Keara’s neck was pressed down on a wooden block, her face pointing down at the floor, on the table, her brainless calvarium pointing at the autopsy room’s door. The brain sat alone on a cutting board at the foot of the table.

Vinnie stood at the end of the table with his hands on either side of Keara’s head, trying to stabilize it as Jack nipped off pieces of bone. It was a slow process. The idea was to expose the arteries without damaging them. Jack recorded his progress with a series of digital photos.

“If you can’t hold the head still, I’m going to have to find someone who can. I don’t want to make this my life’s work.”

“All right already,” Vinnie complained. “I got the message. For a second there I was thinking about the Giants and the worry they’re not even making the Super Bowl much less winning it.”

Jack closed his eyes and silently counted to ten. He knew he was being tough on Vinnie. Holding on to a body part while Jack nibbled away was a grunt’s job, and he would have hated to do it himself. Still, the case had to get done. The problem was, his emotional instability was causing him to be less patient than usual.

“Just try to focus a little more,” Jack said, making a conscious effort to calm his voice. “Let’s get this over with.”

“Got it, boss,” Vinnie said, tightening his grip on the woman’s head.

The rest of the autopsy room was a beehive of activity with all eight tables in use, but Jack was oblivious to it all. He now had a preliminary diagnosis as to the cause of Keara’s death, and his attention was focused. The arteriogram showed an almost complete blockage of both vertebral arteries, the source of much of the brain’s blood supply. The blockage appeared to have occurred over a relatively short period of time. But why? Was it a natural occurrence, as in some sort of emboli, or accidental, like an injury? The fact that it was so symmetrical was the most difficult to explain. It was a unique case for Jack, and he had eased up on himself for not thinking of doing a vertebral arteriogram before removing the brain.

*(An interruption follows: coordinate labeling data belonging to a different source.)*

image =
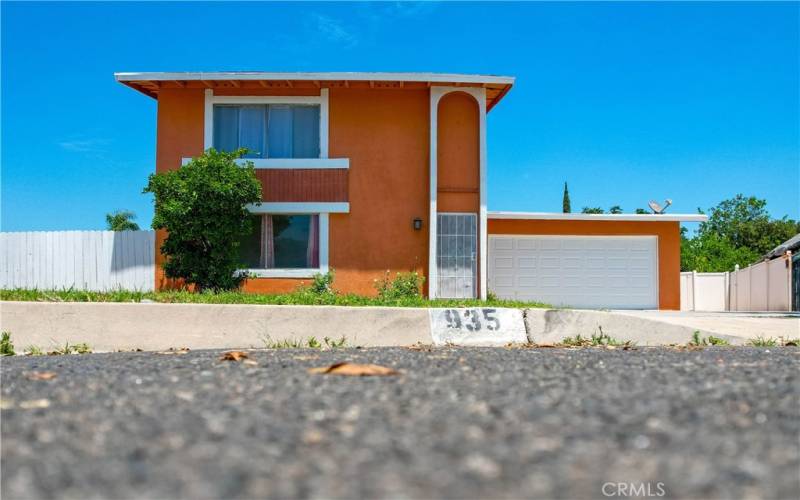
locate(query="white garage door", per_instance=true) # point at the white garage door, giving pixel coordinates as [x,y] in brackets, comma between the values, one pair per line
[614,272]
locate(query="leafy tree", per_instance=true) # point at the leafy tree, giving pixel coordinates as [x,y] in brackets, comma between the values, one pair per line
[121,220]
[738,231]
[710,252]
[202,206]
[745,222]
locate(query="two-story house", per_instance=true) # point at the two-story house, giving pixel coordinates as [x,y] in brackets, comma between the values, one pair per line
[369,172]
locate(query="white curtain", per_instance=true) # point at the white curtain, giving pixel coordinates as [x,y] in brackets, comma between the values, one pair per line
[280,131]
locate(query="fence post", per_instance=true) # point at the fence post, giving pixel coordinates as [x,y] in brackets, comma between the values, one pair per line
[727,285]
[788,256]
[766,269]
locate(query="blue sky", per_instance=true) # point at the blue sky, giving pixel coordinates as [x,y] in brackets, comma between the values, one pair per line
[627,102]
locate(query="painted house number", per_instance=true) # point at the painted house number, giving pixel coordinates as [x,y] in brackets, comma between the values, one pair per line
[473,320]
[477,326]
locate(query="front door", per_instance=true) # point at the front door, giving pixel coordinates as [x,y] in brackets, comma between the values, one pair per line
[456,255]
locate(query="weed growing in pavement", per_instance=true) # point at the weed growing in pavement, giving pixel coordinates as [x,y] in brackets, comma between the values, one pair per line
[6,345]
[310,343]
[700,341]
[763,342]
[33,350]
[80,348]
[773,342]
[335,344]
[596,340]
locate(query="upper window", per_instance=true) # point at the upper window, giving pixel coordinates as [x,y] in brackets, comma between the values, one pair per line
[268,131]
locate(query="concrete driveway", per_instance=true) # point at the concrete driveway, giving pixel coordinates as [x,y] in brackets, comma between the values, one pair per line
[745,325]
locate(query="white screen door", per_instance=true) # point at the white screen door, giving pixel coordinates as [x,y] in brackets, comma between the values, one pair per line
[456,255]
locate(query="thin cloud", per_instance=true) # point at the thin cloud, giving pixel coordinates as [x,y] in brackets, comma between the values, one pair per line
[334,31]
[94,146]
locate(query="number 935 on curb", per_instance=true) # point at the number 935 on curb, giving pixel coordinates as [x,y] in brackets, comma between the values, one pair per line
[477,326]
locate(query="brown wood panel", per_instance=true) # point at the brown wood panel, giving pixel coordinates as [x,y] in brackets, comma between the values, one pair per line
[303,184]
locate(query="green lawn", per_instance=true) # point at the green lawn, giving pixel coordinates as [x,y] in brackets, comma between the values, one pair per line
[301,297]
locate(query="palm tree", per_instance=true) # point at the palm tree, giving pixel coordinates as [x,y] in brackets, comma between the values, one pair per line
[121,220]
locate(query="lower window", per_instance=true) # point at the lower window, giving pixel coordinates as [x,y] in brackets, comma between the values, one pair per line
[282,242]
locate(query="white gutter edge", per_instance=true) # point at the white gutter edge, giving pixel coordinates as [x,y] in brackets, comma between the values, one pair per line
[600,217]
[258,75]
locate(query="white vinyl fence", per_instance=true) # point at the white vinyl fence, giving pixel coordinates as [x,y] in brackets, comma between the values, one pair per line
[704,291]
[764,286]
[83,260]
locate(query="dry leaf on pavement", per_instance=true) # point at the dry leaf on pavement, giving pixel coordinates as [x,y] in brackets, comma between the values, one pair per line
[354,370]
[172,350]
[234,356]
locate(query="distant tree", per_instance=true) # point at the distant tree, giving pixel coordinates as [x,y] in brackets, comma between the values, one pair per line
[710,252]
[203,207]
[566,207]
[738,231]
[746,223]
[121,220]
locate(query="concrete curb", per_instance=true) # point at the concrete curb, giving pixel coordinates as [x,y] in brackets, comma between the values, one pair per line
[551,326]
[108,326]
[123,326]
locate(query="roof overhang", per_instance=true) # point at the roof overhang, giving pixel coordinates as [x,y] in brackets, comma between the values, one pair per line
[600,217]
[151,83]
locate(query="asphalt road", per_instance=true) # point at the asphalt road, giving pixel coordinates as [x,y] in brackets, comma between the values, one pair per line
[457,423]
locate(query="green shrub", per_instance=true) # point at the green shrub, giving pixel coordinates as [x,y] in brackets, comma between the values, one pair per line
[304,296]
[700,341]
[6,345]
[763,342]
[33,350]
[322,283]
[202,205]
[80,348]
[403,286]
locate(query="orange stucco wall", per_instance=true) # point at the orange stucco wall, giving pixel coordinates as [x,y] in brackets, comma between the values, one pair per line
[385,134]
[669,244]
[179,135]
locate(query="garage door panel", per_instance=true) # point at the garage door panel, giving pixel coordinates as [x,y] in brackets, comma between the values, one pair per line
[576,271]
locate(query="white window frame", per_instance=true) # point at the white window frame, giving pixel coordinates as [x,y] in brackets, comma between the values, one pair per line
[321,100]
[324,224]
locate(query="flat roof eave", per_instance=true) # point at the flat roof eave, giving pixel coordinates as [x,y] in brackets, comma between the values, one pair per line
[318,76]
[599,217]
[151,83]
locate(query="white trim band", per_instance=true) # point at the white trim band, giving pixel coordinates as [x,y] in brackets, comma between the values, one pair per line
[600,217]
[299,208]
[327,76]
[291,163]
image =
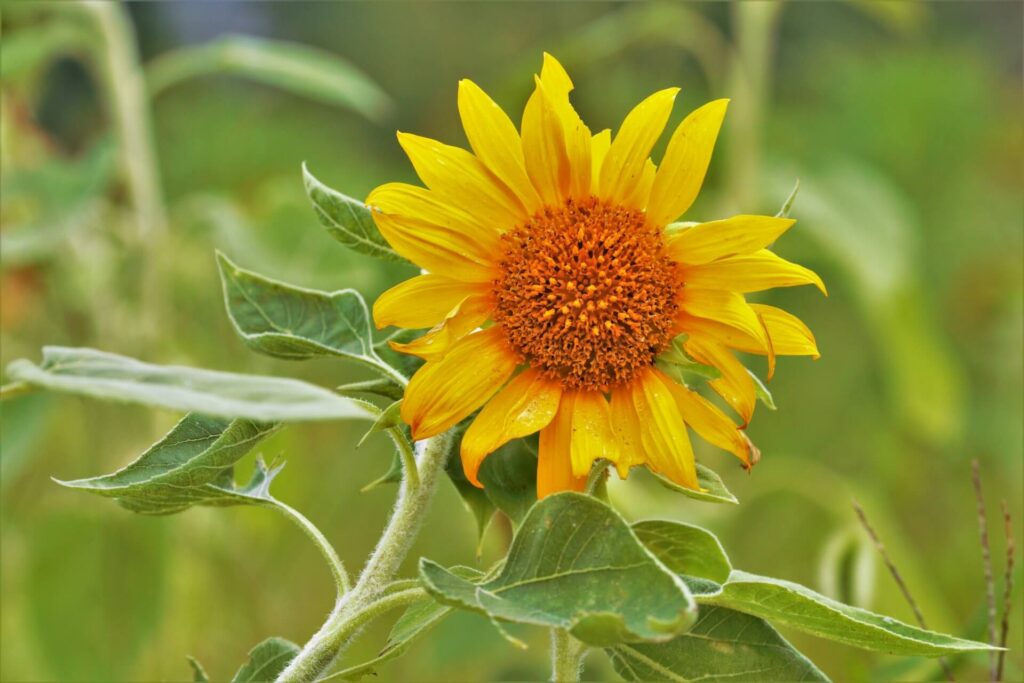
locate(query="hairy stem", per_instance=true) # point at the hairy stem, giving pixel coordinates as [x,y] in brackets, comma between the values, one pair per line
[364,602]
[337,567]
[566,656]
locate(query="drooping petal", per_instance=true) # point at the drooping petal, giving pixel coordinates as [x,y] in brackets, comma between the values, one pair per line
[712,424]
[599,145]
[443,392]
[443,240]
[592,434]
[463,180]
[554,464]
[729,308]
[627,430]
[496,141]
[422,301]
[751,272]
[623,167]
[685,163]
[544,147]
[434,345]
[790,336]
[577,135]
[526,404]
[667,446]
[735,385]
[740,235]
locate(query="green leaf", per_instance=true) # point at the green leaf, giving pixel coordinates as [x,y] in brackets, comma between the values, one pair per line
[509,478]
[576,564]
[685,549]
[297,324]
[714,487]
[111,377]
[192,465]
[801,608]
[266,660]
[416,621]
[290,67]
[723,645]
[347,220]
[764,395]
[199,674]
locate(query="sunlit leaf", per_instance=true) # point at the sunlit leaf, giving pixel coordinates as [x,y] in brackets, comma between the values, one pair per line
[793,605]
[192,465]
[112,377]
[297,69]
[576,564]
[684,549]
[723,645]
[714,487]
[294,323]
[266,660]
[347,220]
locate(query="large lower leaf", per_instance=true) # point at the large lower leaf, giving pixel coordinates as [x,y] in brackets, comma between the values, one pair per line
[723,645]
[293,323]
[799,607]
[347,220]
[685,549]
[290,67]
[576,564]
[266,660]
[112,377]
[192,465]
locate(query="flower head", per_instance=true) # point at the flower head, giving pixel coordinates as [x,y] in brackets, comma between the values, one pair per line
[554,283]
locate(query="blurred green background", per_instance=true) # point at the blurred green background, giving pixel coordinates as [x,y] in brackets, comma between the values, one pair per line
[902,121]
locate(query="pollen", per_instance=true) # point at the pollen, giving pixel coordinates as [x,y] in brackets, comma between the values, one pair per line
[586,293]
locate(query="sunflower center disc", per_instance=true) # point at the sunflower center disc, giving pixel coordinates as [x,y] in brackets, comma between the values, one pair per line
[586,293]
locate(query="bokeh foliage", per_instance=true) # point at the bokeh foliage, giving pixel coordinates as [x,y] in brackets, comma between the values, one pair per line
[902,125]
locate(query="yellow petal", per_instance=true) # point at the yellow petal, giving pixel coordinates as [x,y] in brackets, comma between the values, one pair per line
[463,180]
[422,301]
[599,145]
[443,392]
[638,199]
[526,404]
[576,133]
[729,308]
[751,272]
[592,434]
[711,423]
[787,333]
[623,167]
[496,141]
[423,229]
[666,444]
[740,235]
[554,465]
[544,147]
[685,163]
[735,385]
[627,430]
[470,313]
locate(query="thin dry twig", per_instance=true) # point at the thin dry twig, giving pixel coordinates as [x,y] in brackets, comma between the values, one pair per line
[898,578]
[1008,588]
[986,557]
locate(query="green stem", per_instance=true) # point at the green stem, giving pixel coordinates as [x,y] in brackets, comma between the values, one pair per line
[364,602]
[566,656]
[338,571]
[15,389]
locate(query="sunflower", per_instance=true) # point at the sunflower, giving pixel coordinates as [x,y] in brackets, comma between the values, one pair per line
[554,280]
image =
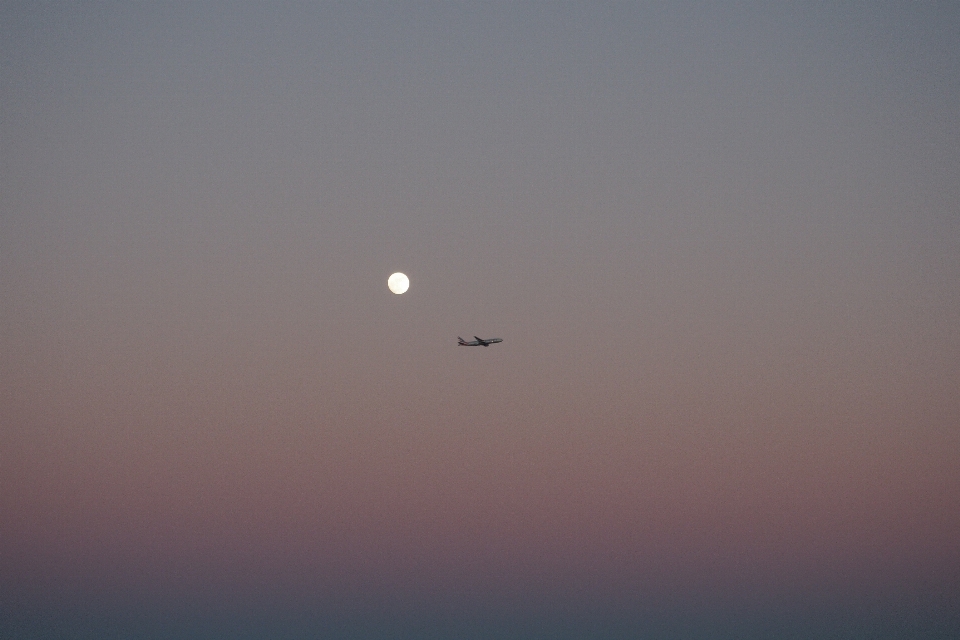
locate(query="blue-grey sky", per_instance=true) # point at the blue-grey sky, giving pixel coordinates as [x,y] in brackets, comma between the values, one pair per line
[721,242]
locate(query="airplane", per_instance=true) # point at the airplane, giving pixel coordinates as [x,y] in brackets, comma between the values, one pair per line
[479,342]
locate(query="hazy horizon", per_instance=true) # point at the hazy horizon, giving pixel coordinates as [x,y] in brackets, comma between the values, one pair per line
[721,243]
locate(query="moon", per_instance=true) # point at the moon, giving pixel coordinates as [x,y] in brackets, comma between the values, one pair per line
[398,283]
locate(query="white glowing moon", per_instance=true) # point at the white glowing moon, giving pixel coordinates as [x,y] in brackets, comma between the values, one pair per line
[398,283]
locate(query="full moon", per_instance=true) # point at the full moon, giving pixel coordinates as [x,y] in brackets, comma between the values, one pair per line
[398,283]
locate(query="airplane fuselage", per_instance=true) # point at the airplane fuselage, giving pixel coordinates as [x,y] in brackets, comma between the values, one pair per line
[479,342]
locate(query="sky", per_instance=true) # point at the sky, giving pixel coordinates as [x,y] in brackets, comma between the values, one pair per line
[720,241]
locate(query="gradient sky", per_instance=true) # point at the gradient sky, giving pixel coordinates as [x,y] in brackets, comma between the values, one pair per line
[720,241]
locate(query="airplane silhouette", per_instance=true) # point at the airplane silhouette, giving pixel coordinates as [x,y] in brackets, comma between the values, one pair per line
[479,342]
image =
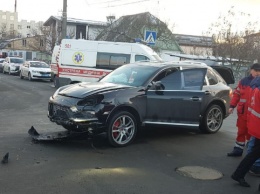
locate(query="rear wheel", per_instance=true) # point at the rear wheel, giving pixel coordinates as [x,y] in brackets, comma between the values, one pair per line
[212,120]
[122,129]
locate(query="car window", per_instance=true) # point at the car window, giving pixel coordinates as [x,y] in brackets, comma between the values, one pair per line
[188,79]
[16,60]
[212,78]
[39,65]
[131,75]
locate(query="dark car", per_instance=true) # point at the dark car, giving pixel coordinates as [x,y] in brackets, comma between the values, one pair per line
[1,64]
[144,93]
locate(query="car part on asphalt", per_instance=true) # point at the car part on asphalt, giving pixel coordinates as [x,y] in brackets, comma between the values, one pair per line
[54,136]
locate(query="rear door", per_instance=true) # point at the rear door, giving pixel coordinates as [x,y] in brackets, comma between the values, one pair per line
[180,100]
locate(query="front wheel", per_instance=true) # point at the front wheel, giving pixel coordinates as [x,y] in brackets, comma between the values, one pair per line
[212,120]
[122,129]
[30,77]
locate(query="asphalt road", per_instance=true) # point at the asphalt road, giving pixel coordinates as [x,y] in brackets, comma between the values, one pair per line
[81,166]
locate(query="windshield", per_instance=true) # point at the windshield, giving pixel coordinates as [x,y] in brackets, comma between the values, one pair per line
[39,64]
[131,75]
[16,60]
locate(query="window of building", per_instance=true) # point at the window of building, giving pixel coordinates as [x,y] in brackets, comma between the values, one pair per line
[24,42]
[141,58]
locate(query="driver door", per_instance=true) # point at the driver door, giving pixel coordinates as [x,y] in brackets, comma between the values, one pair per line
[179,100]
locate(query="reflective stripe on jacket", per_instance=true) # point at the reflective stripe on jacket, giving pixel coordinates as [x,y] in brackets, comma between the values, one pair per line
[240,96]
[253,121]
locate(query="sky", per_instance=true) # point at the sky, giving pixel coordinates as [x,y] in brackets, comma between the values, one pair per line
[192,17]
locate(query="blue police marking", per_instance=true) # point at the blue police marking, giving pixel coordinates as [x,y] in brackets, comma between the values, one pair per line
[150,37]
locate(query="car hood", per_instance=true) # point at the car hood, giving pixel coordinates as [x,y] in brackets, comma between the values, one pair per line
[81,90]
[40,69]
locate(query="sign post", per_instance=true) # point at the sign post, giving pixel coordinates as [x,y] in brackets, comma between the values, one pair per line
[150,37]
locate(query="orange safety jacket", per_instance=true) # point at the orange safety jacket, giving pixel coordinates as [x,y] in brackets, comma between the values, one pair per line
[253,121]
[240,96]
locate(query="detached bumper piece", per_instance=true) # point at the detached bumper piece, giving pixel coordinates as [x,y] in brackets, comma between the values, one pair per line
[56,136]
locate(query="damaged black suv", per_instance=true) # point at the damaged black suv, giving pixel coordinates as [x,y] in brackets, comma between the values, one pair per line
[145,93]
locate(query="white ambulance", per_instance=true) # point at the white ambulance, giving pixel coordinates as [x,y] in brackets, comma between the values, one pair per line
[86,60]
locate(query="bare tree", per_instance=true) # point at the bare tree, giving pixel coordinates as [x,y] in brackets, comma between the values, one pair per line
[230,41]
[130,28]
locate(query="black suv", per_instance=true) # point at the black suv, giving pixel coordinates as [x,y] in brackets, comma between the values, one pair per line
[145,93]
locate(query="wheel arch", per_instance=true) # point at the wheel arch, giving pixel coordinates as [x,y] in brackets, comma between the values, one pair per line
[129,109]
[218,102]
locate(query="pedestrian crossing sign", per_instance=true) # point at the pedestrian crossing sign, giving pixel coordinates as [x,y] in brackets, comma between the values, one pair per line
[150,37]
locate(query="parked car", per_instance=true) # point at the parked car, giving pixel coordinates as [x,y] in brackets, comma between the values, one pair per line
[35,70]
[12,65]
[1,64]
[144,93]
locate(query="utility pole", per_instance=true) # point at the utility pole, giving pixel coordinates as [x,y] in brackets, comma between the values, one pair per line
[64,19]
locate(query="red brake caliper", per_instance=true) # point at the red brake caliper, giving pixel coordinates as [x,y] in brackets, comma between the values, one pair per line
[115,127]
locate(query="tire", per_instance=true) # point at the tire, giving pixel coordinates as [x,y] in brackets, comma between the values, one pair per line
[21,75]
[30,77]
[212,120]
[56,82]
[122,129]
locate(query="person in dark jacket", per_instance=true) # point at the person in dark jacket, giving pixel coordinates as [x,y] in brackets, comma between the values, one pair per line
[253,123]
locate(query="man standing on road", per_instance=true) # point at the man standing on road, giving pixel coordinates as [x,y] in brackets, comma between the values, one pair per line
[239,100]
[253,122]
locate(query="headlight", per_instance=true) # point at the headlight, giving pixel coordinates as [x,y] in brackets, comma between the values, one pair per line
[74,109]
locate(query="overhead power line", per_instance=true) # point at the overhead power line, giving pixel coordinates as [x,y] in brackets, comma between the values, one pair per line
[134,2]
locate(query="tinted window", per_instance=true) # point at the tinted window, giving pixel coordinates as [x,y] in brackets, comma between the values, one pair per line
[132,75]
[212,78]
[16,60]
[39,64]
[189,79]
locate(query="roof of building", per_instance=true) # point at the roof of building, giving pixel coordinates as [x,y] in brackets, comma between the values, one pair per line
[131,27]
[74,21]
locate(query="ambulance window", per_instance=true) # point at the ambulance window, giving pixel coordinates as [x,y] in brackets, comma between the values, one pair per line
[141,58]
[119,60]
[111,60]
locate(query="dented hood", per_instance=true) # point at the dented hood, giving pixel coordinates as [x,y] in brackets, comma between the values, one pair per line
[81,90]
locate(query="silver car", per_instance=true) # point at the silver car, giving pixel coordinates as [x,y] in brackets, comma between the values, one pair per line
[12,65]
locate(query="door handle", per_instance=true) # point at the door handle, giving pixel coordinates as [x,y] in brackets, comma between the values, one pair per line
[195,98]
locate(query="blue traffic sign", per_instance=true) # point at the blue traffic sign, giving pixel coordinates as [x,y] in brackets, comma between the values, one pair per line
[150,37]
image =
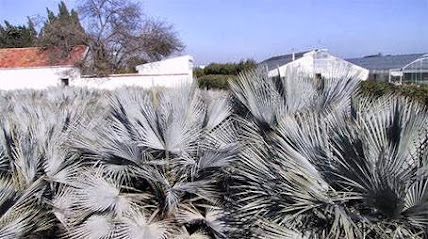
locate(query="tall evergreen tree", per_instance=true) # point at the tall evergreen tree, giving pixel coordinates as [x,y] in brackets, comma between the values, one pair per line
[63,30]
[17,36]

It had been a mistake but ultimately not detrimental.

Twenty minutes later, Vinnie leaned down to view Jack’s handiwork. “It’s looking good to me,” he said.

Jack straightened up, pleased. The field looked like an anatomy textbook illustration of the course of the vertebral arteries, particularly at the base of the skull. “Can you see the bluish discoloration and swelling around the S-curves on both sides?” Jack asked. “Come around to get a better look.”

Vinnie traded places with Jack. From that vantage point he could see what Jack was referring to. Each vertebral artery had a two- to three-inch section with a swollen bluish cast, the right slightly more pronounced than the left. “What do you think it is?” Vinnie said.

Jack shrugged. “Looks to me like an injury of some kind, but since there was zero bruising on her neck, it’s a bit strange. In fact, she had no signs of trauma of any form. And it’s peculiar how symmetrical it is.”

“Could it be a whiplash injury, something like that?”

“I suppose it could, but there’d be the history of the automobile accident. When I glanced through the medicolegal investigation report, there’d been no mention of any auto accident. I think I might be in for a bit of investigative work myself. There has to be an explanation.”